07. August 2019, 11:00 Uhr

Wetzlar

Christen gedenken Widerstandskämpfer Paul Schneider

Im ehemaligen KZ Buchenwald gedachten 70 heimische Christen mit einem ökumenischen Gottesdienst des dort ermordeten Widerstandskämpfers paul Schneider.
07. August 2019, 11:00 Uhr
Gottesdienst auf dem Gelände des ehemaligen Konzentrationslagers Buchenwald. Foto: Stiewink

Anlass war der 80. Todestag Paul Schneiders, der Pfarrer in Hochelheim und Dornholzhausen, später in Dickenschied (Hunsrück) gewesen war. Neben Christen aus den Kirchengemeinden im Bereich Wetzlar und Gießen waren weitere 140 Gläubige aus ganz Deutschland nach Buchenwald gekommen. Sie hatten sich schon zu Hause und im Reisebus mit Andachten und Lesungen aus dem Buch »Der Prediger von Buchenwald« auf das Gedenken vorbereitet.

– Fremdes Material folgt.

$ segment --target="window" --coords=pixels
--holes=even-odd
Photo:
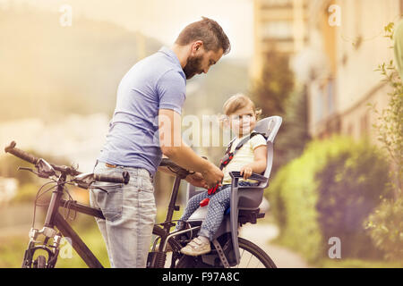
[[[262,28],[262,37],[266,38],[287,39],[293,37],[291,21],[273,21]]]
[[[293,0],[263,0],[262,4],[267,7],[281,7],[290,6],[293,4]]]

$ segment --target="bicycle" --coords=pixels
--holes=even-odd
[[[108,181],[120,184],[127,184],[130,180],[130,175],[127,172],[123,172],[121,176],[105,175],[96,173],[81,173],[73,167],[65,165],[52,164],[45,161],[43,158],[38,158],[25,151],[15,147],[16,143],[13,141],[8,147],[4,148],[6,153],[10,153],[22,160],[25,160],[34,164],[36,171],[30,168],[19,167],[19,170],[30,171],[43,179],[48,179],[50,181],[45,183],[37,194],[37,199],[44,193],[52,191],[50,202],[47,206],[47,214],[45,218],[44,226],[42,229],[32,228],[30,231],[30,241],[28,248],[25,250],[22,268],[54,268],[57,262],[59,254],[60,242],[63,237],[69,238],[73,248],[82,258],[89,267],[101,268],[103,265],[90,250],[87,245],[82,241],[79,235],[69,225],[64,217],[59,213],[59,208],[63,207],[69,211],[73,210],[78,213],[85,214],[94,217],[105,219],[101,210],[90,207],[83,204],[73,200],[66,185],[75,185],[81,189],[88,189],[95,181]],[[202,257],[187,257],[181,254],[180,249],[186,245],[191,240],[194,238],[197,231],[201,228],[202,221],[188,221],[187,227],[174,232],[170,231],[171,227],[176,225],[173,220],[174,212],[179,211],[179,206],[176,206],[176,199],[181,181],[184,180],[192,172],[185,170],[169,159],[162,159],[161,166],[167,167],[171,172],[176,173],[175,182],[172,188],[170,201],[167,207],[166,220],[161,223],[156,223],[153,227],[153,235],[155,237],[152,243],[151,250],[149,253],[147,259],[148,268],[163,268],[167,262],[167,244],[171,248],[171,261],[170,266],[172,268],[193,268],[193,267],[230,267],[242,266],[244,267],[244,262],[247,261],[246,266],[252,260],[257,260],[259,265],[266,268],[275,268],[276,265],[271,258],[258,246],[253,242],[242,238],[238,238],[237,245],[242,250],[240,258],[236,257],[236,251],[234,251],[234,243],[232,243],[233,237],[231,233],[223,233],[212,241],[211,252]],[[259,175],[255,175],[259,179]],[[56,185],[47,189],[42,194],[41,189],[44,186],[54,183]],[[97,187],[99,188],[99,187]],[[39,195],[40,194],[40,195]],[[64,196],[68,198],[64,198]],[[37,206],[37,199],[35,201],[35,207]],[[34,208],[35,210],[36,208]],[[262,218],[264,214],[250,213],[244,215],[242,212],[239,214],[239,223],[256,223],[256,219]],[[35,222],[35,211],[34,211]],[[43,241],[38,240],[40,235],[45,236]],[[157,248],[157,243],[159,242]],[[47,253],[47,258],[45,256],[39,255],[34,258],[34,254],[37,250],[45,250]],[[239,251],[238,249],[236,249]],[[249,253],[248,257],[244,257]],[[245,258],[246,260],[244,260]],[[253,259],[254,258],[254,259]],[[256,265],[257,266],[257,265]]]

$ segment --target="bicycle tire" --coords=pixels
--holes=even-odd
[[[264,252],[261,248],[259,248],[253,242],[244,240],[243,238],[238,238],[238,242],[239,242],[239,250],[241,252],[241,263],[236,266],[242,267],[242,268],[247,268],[242,265],[242,256],[244,253],[244,251],[247,251],[253,257],[254,257],[257,260],[259,260],[259,262],[262,263],[262,265],[264,266],[264,268],[277,268],[275,263],[267,255],[267,253]],[[202,261],[202,259],[199,258],[199,257],[194,257],[184,256],[182,258],[179,259],[176,267],[176,268],[211,268],[213,266],[203,263]],[[220,266],[219,268],[222,268],[222,267],[223,266]],[[253,268],[255,268],[255,267],[253,267]]]

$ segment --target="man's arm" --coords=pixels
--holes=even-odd
[[[159,130],[162,153],[173,162],[200,172],[211,188],[222,180],[223,172],[212,163],[202,158],[182,141],[181,115],[171,109],[159,109]]]

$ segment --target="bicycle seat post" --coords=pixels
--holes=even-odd
[[[47,207],[47,213],[45,219],[45,227],[53,228],[55,225],[55,216],[58,213],[60,200],[62,199],[63,190],[64,188],[64,182],[66,180],[66,173],[61,172],[59,179],[57,180],[57,188],[52,192],[50,198],[49,206]]]
[[[182,176],[177,175],[175,178],[174,186],[172,187],[172,192],[171,192],[171,198],[169,200],[169,205],[167,212],[167,218],[165,220],[165,225],[164,230],[168,232],[171,226],[174,224],[172,223],[168,223],[172,221],[172,217],[174,215],[174,212],[179,210],[179,207],[176,206],[176,199],[177,199],[177,194],[179,192],[179,186],[181,184]]]

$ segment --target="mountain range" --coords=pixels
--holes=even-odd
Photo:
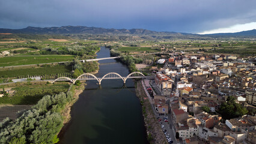
[[[101,35],[157,35],[157,36],[256,36],[256,29],[234,33],[219,33],[199,35],[175,32],[157,32],[144,29],[106,29],[102,28],[87,27],[82,26],[65,26],[61,27],[38,28],[28,26],[23,29],[13,29],[0,28],[0,33],[13,34],[86,34]]]

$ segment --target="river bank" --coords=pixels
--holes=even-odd
[[[71,108],[74,104],[78,100],[79,98],[79,95],[83,92],[85,88],[86,83],[82,83],[79,86],[76,86],[76,89],[75,90],[75,93],[73,95],[73,99],[72,101],[70,101],[69,103],[68,103],[66,106],[64,110],[61,112],[61,115],[63,118],[63,127],[62,127],[61,131],[58,135],[58,137],[59,137],[59,139],[61,139],[61,138],[63,137],[63,135],[65,133],[65,131],[67,130],[67,128],[69,127],[69,125],[70,123],[70,121],[72,119],[71,117]],[[61,143],[59,142],[58,143]]]
[[[136,94],[139,97],[142,107],[142,114],[147,128],[148,142],[150,143],[168,143],[163,131],[153,112],[151,105],[145,94],[141,81],[135,83],[135,89]]]

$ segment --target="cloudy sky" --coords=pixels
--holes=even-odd
[[[232,32],[256,29],[255,5],[255,0],[0,0],[0,28]]]

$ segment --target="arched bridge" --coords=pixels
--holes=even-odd
[[[67,77],[61,77],[55,80],[55,82],[59,81],[70,81],[73,83],[76,82],[76,80],[96,80],[99,82],[99,85],[100,85],[102,80],[103,79],[122,79],[124,81],[124,83],[126,83],[127,79],[136,79],[136,78],[148,78],[150,77],[145,76],[142,73],[140,72],[133,72],[128,74],[126,77],[122,77],[120,74],[117,73],[109,73],[104,75],[102,77],[97,77],[93,74],[91,73],[84,73],[80,75],[76,79],[72,79]]]

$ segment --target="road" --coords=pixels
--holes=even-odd
[[[120,56],[115,56],[115,57],[109,57],[109,58],[99,58],[99,59],[82,59],[80,60],[80,61],[82,62],[91,62],[91,61],[97,61],[100,60],[104,60],[104,59],[115,59],[115,58],[119,58]],[[44,64],[63,64],[66,63],[71,61],[64,61],[64,62],[49,62],[49,63],[42,63],[42,64],[29,64],[29,65],[13,65],[13,66],[7,66],[7,67],[0,67],[0,68],[11,68],[11,67],[25,67],[25,66],[32,66],[32,65],[37,65],[38,64],[39,65],[44,65]]]
[[[160,94],[161,92],[160,92],[160,91],[158,89],[158,88],[156,86],[153,80],[151,80],[151,82],[152,82],[151,83],[151,86],[152,86],[154,88],[154,89],[155,89],[156,90],[156,93],[157,94],[157,94]],[[144,82],[142,83],[142,85],[144,85]],[[143,86],[143,87],[144,87],[144,86],[145,86],[145,85]],[[145,93],[147,94],[147,91],[145,91]],[[172,119],[171,118],[171,114],[169,113],[167,115],[168,118],[168,121],[169,122],[165,122],[163,121],[163,117],[166,116],[166,115],[160,115],[158,113],[158,112],[156,112],[156,109],[154,109],[154,102],[153,102],[154,100],[153,100],[151,98],[151,97],[150,96],[149,94],[147,94],[147,95],[148,96],[148,100],[150,100],[150,101],[153,101],[153,102],[151,102],[151,107],[152,107],[152,110],[153,110],[153,111],[154,113],[156,118],[159,118],[159,119],[161,119],[161,121],[159,121],[159,124],[161,125],[161,127],[162,127],[162,125],[163,125],[163,128],[162,128],[162,130],[163,130],[163,133],[165,133],[164,132],[165,130],[166,130],[166,133],[165,134],[165,136],[167,136],[167,135],[169,135],[169,137],[171,137],[171,139],[172,139],[172,140],[173,141],[173,143],[174,143],[174,144],[180,143],[177,143],[176,142],[176,139],[175,138],[174,134],[175,134],[175,133],[175,133],[175,131],[173,129],[173,127],[174,127],[174,126],[173,126],[173,125],[173,125],[173,124],[172,124]],[[168,101],[169,101],[169,100],[168,100]],[[174,128],[175,128],[175,127],[174,127]]]

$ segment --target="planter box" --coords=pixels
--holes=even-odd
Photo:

Blumen und Kerzen in Schneiders Zelle

Die Christen besichtigten die enge Zelle Paul Schneiders, die mit Kerzen beleuchtet und mit Blumen geschmückt war. Aus seinem Fenster hatte er den auf dem Weg zum Tode wankenden Häftlingen Trostworte aus der Bibel hinterhergerufen. Als Strafe musste er dafür brutale Schläge einstecken. Dennoch ließ er sich nicht entmutigen.

Besucht wurden auch die letzte verbliebene Baracke, das Krematorium, in dem Menschen vieler Nationalitäten verbrannt wurden und das Museum, das die unheilvolle Geschichte wachhält.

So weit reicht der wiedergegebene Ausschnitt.